Lucia di Lammermoor, the second opera I attended during my four night visit to Santa Fe, had several notable aspects, plus direct connections with Philadelphia.
But first, I can’t avoid the elephant in the room. Almost everywhere I go in this city, when strangers see that I’m from out of town they say, “Are you here for the Steve Jobs opera?” or “You must see the Steve Jobs opera.” Mind you, these comments come from non-musicians.
My 19-year-old nephew lives in Albuquerque and has no interest in opera yet told me that he and his friends wanted to get tickets but none were available. The opera company added an extra performance, which also sold out, and says it’s the most popular attraction in years.
Considering all of this buzz, please stand by for my report on The (R)evolution of Steve Jobs tomorrow.
Lucia, you will recall, is about a woman forced to break off from her beloved Edgardo and marry a man she hates, Arturo, because an alliance with him will help Lucia’s family’s fortunes.
Brenda Rae has a lovely lyric voice that also has flexible coloratura plus unusually strong projection. Her Lucia is no wilting violet. She dominates the stage throughout the opera. With a combination of good looks, a lovely sound, and dazzling technique, Rae jumps to the top among all of todays’s Lucias.
In the mad scene, after she stabs to death her bridegroom on their wedding night, Lucia’s hallucinations were accompanied by a glass harmonica as written by Donizetti, rather than by the commonly-used flute. The instrument is a series of glass goblets containing differing amounts of water, thus giving them different pitches, and they’re played by the performer vibrating his or her fingers around the rims of the glasses. The instrument supposedly was invented by Benjamin Franklin, so there’s another Philly connection.
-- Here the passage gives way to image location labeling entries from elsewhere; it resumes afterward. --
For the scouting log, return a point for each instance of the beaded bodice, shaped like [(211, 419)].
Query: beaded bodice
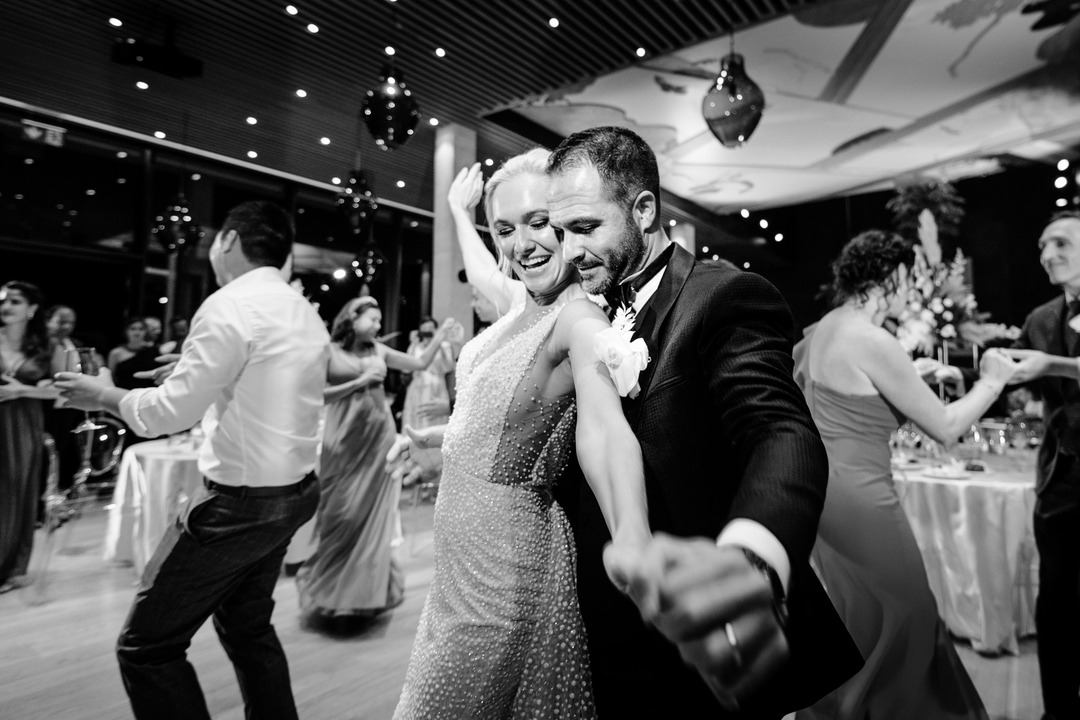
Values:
[(503, 430)]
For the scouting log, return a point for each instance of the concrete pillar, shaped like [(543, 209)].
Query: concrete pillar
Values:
[(684, 233), (455, 148)]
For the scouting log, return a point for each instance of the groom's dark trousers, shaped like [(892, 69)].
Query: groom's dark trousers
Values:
[(221, 557)]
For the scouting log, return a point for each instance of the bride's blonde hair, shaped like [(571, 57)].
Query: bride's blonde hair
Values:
[(534, 162)]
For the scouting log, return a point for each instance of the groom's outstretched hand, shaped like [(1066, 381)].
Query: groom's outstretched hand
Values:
[(703, 597)]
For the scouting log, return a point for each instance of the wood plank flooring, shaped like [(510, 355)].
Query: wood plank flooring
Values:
[(57, 663)]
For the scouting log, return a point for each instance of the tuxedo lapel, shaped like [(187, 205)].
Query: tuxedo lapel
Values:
[(652, 315)]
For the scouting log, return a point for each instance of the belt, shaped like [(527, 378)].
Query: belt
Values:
[(250, 491)]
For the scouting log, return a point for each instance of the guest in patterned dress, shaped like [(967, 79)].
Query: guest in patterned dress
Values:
[(353, 572), (24, 364), (501, 633)]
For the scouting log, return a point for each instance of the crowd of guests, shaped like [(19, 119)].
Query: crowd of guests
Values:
[(572, 505)]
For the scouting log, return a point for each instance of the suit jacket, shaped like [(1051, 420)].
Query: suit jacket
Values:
[(1044, 329), (725, 433)]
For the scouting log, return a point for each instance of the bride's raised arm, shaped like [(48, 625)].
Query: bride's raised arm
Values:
[(481, 267), (608, 451)]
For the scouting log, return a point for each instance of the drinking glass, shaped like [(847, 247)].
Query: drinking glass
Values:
[(82, 360)]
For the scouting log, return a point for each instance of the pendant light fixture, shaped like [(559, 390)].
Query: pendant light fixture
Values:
[(390, 111), (732, 107)]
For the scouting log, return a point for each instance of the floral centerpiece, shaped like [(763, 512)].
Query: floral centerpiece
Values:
[(942, 307)]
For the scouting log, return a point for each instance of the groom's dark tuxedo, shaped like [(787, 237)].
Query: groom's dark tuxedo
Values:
[(1057, 512), (725, 434)]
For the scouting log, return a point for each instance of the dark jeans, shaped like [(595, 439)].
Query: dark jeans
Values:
[(220, 558), (1057, 607)]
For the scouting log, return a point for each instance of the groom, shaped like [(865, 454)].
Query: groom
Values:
[(734, 469)]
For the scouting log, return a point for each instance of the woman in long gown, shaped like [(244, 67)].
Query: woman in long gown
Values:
[(24, 364), (353, 572), (501, 634), (861, 386)]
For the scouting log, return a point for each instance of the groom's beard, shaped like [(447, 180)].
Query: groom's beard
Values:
[(625, 259)]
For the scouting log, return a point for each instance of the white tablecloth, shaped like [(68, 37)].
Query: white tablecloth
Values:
[(977, 542), (154, 480)]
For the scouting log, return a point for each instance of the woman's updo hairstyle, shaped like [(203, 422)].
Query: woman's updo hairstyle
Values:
[(869, 260)]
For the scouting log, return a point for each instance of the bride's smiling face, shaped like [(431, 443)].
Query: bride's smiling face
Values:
[(524, 235)]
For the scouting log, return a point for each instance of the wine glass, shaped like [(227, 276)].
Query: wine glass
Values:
[(82, 360)]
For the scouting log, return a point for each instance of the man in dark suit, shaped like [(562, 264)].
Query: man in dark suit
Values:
[(1052, 343), (736, 471)]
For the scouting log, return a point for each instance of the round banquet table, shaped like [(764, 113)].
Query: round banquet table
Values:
[(977, 542), (154, 480)]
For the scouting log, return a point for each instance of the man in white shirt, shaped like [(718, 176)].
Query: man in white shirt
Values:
[(253, 369)]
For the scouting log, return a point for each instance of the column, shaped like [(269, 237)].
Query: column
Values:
[(455, 148)]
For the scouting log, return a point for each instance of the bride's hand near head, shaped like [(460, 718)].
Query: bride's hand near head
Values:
[(466, 190)]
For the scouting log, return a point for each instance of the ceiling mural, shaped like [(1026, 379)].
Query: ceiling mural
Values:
[(860, 94)]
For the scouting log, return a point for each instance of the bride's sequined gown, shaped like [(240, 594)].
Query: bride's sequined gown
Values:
[(501, 634)]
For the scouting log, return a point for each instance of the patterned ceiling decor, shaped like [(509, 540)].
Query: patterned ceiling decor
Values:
[(462, 58)]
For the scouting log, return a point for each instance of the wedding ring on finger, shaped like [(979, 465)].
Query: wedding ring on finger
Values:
[(733, 642)]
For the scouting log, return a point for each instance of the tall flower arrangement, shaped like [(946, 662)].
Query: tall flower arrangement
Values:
[(942, 306)]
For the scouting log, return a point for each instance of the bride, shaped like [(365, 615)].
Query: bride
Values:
[(501, 633)]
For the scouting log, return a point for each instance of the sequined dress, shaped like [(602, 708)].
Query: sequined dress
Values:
[(501, 633)]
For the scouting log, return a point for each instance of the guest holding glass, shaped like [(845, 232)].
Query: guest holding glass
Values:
[(353, 572), (24, 365), (861, 385)]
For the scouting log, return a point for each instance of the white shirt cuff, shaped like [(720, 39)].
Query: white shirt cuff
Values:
[(756, 538), (129, 411)]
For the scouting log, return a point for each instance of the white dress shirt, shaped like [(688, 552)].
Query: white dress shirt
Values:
[(253, 368), (740, 531)]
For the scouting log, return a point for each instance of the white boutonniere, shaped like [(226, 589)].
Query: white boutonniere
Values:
[(624, 357)]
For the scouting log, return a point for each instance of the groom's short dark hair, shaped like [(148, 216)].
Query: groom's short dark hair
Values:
[(625, 163)]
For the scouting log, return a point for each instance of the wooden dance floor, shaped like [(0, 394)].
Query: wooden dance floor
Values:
[(57, 663)]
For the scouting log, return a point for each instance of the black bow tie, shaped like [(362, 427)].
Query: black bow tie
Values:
[(624, 294)]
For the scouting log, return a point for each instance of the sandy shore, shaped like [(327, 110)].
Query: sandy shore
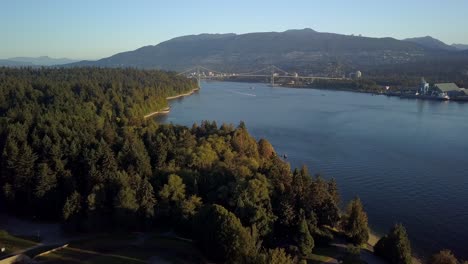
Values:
[(167, 109), (164, 111)]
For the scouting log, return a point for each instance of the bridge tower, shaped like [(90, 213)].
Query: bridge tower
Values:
[(198, 76), (272, 76)]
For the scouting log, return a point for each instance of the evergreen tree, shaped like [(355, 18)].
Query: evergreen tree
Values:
[(443, 257), (305, 241), (355, 223), (395, 246)]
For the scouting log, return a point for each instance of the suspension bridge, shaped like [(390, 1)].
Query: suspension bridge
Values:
[(273, 72)]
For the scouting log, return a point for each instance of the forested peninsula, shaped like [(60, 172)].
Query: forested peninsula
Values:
[(76, 149)]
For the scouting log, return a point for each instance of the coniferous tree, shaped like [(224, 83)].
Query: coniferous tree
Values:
[(395, 246), (355, 223)]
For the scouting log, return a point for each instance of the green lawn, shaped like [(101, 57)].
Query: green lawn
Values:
[(125, 248), (324, 254), (13, 244)]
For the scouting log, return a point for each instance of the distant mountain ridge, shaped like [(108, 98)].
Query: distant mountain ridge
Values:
[(304, 50), (460, 46), (36, 61), (245, 51), (431, 43)]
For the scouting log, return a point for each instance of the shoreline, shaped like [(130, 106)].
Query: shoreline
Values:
[(166, 110), (374, 238), (182, 95)]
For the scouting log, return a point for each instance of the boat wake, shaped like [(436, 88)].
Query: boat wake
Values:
[(246, 94)]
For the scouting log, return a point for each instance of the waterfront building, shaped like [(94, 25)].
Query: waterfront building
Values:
[(423, 87), (449, 89)]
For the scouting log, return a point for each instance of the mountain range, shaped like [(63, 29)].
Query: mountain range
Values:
[(317, 52), (432, 43), (35, 61)]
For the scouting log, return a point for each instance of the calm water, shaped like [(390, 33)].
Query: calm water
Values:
[(406, 159)]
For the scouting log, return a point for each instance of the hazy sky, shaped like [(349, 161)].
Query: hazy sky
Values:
[(92, 29)]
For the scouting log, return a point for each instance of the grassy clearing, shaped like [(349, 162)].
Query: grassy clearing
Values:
[(324, 255), (13, 244), (125, 248)]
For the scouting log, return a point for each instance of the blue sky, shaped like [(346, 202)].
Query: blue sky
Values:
[(92, 29)]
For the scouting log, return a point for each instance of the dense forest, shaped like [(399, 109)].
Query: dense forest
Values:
[(75, 148)]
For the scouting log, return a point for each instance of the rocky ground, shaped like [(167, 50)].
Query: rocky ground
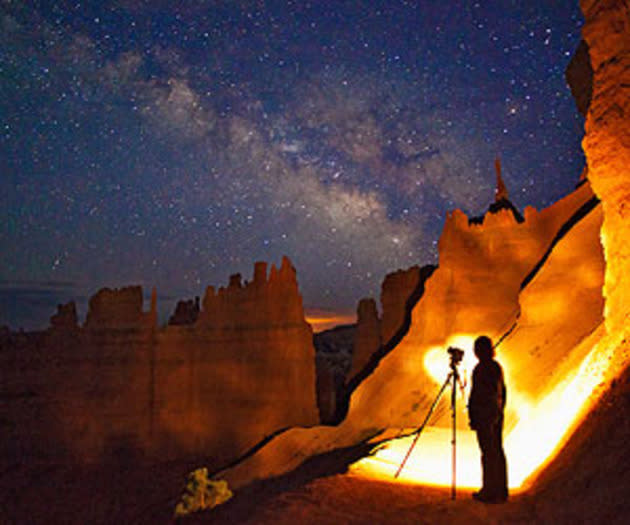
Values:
[(589, 482)]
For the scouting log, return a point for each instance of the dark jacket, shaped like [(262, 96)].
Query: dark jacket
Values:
[(487, 395)]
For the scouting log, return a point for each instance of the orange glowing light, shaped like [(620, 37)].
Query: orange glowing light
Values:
[(321, 320), (541, 427)]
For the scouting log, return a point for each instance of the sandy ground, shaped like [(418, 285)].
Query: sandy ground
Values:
[(588, 483)]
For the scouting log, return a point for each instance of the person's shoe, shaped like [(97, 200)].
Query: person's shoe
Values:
[(479, 496)]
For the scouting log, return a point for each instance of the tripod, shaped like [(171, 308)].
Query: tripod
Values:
[(452, 379)]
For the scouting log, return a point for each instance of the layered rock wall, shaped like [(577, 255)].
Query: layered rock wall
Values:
[(244, 370), (607, 145)]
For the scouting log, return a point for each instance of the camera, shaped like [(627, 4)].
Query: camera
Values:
[(457, 354)]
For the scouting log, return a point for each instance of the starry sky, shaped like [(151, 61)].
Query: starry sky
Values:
[(171, 144)]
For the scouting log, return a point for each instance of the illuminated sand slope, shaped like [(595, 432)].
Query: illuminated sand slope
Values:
[(476, 289), (540, 430), (551, 368)]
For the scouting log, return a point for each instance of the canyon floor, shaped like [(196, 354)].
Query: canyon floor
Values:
[(588, 482)]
I much prefer the glass harmonica over the flute for this aria. It projects a softer sound, an eerie tone that matches Lucia’s state of mind. Bravo to Maestro Corrado Rovaris for choosing it, and to Friedrich Heinrich Kern for playing it, virtually unseen, in the pit. (This instrumentation can be heard on a recording with Beverly Sills, conducted by Julius Rudel.)
During most of the rest of the opera, Rovaris chose tempi that went from pleasingly lilting to exaggeratingly galloping. It was a very fast musical narrative.
The rather hammy acting, as directed by Ron Daniels, was disappointing except for Rae’s work. Tenor Mario Chang as Lucia’s true love Edgardo; baritone Zachary Nelson as Lucia’s brother Enrico; tenor Carlos Santelli as the unfortunate groom Arturo; and Christian Van Horn as the chaplain Raimondo each had some fine moments but there were many inconsistencies.
The chorus, under the direction of Susanne Sheston, was excellent, but it was a letdown to see them all face the audience during the mad scene instead of interacting as if commiserating with each other and saying to each other, “how awful!”
The scenic design by Riccardo Hernandez was unremarkable, lacking the originality of concept that Santa Fe Opera is known for. Costumes by Emily Rebholz and lighting by Christopher Akerlind were fine.
Running Time: Two hours and 55 minutes, including one intermission.
Lucia di Lammermoor had its final performance on August 26, 2017 at Santa Fe Opera, performing at the Opera House – 301 Opera Drive, in Santa Fe, New Mexico. Tickets to next year’s festival can be purchased online.